More on the G2's Above 4G Decoding support. There's no BIOS setting for it, yet GPU-Z shows it as enabled. Many other Haswell systems are known to lack the option - and in those cases, GPU-Z agrees. It deduces the capability for Above 4G support, so there might be something to it. I started thinking, could the G2 BIOS keep it always enabled?
This led me to read more about PCIe memory-mapping. In short, PCIe devices have two-way traffic with the CPU and each other. MMIO controls all that by assigning memory space and addresses for all the devices. Legacy systems have a memory address range of 4Gb. With UEFI, devices can be assigned to memory above that (himem and config.sys, anyone?).

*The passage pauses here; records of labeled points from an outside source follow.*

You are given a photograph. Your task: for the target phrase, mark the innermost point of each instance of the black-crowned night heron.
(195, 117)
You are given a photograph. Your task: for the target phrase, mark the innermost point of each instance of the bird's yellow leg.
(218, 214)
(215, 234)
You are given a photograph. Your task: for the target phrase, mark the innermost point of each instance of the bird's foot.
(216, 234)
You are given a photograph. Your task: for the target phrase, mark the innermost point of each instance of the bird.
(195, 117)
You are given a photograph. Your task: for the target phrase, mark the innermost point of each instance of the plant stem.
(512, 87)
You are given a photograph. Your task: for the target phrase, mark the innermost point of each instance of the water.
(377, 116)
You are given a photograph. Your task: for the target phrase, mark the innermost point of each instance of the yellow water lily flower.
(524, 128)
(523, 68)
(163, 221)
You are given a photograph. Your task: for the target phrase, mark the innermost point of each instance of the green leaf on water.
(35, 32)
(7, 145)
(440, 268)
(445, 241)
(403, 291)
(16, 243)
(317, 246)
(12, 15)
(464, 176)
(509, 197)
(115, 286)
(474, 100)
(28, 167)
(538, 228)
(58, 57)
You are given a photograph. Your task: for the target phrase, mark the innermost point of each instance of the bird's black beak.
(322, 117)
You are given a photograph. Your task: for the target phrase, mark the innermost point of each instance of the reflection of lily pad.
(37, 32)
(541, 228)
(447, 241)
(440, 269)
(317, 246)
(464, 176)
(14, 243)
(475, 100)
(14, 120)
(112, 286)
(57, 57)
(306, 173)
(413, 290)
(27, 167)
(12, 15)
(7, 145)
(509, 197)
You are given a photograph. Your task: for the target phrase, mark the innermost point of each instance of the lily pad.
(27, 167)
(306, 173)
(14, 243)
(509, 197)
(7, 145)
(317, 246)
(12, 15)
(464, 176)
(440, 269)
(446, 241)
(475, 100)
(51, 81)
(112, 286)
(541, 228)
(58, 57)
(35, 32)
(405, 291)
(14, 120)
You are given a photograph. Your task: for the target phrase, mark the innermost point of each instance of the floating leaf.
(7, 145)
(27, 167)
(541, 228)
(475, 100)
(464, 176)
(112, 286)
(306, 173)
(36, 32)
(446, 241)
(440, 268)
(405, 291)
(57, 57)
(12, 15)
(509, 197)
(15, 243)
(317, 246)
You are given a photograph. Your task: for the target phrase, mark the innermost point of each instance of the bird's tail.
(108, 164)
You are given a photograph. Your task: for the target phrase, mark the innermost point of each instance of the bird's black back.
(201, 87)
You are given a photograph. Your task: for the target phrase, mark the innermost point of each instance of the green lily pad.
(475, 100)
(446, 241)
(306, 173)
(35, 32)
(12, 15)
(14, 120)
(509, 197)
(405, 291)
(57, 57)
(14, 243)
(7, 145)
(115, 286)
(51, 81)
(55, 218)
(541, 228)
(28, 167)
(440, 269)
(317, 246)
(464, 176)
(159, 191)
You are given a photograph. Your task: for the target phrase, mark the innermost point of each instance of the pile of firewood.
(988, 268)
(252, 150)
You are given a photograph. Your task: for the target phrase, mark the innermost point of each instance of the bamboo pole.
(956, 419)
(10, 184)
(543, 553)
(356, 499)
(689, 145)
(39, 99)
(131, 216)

This thorough article studies Haswell's use of MMIO, and should thus apply to G1/G2.
So, on Haswell and newer, UEFI checks early if the MMIO is above or below 4Gb. Certain registers take hold only with MMIO >4Gb. With MMIO <4Gb, Above 4G Support is unused (yet it remains to be deduced by GPU-Z).
If Above 4G is always enabled, the next thing is ReBar. Again, the G2 BIOS has no option for it. Modding it is dicey, due to $SIG verification identifiers in two encrypted, non-UEFI data regions.
Out of the two, Above 4G seems crucial for Ampere support. This is because the card will always need proper MMIO. ReBar is a secondary function, which adds performance instead of compatibility.
This leads me to think the G2 (as well as G1?) could boot to W10/Linux with an Ampere (Ada) card. The Linux kernel would even allocate its own BAR for the GPU.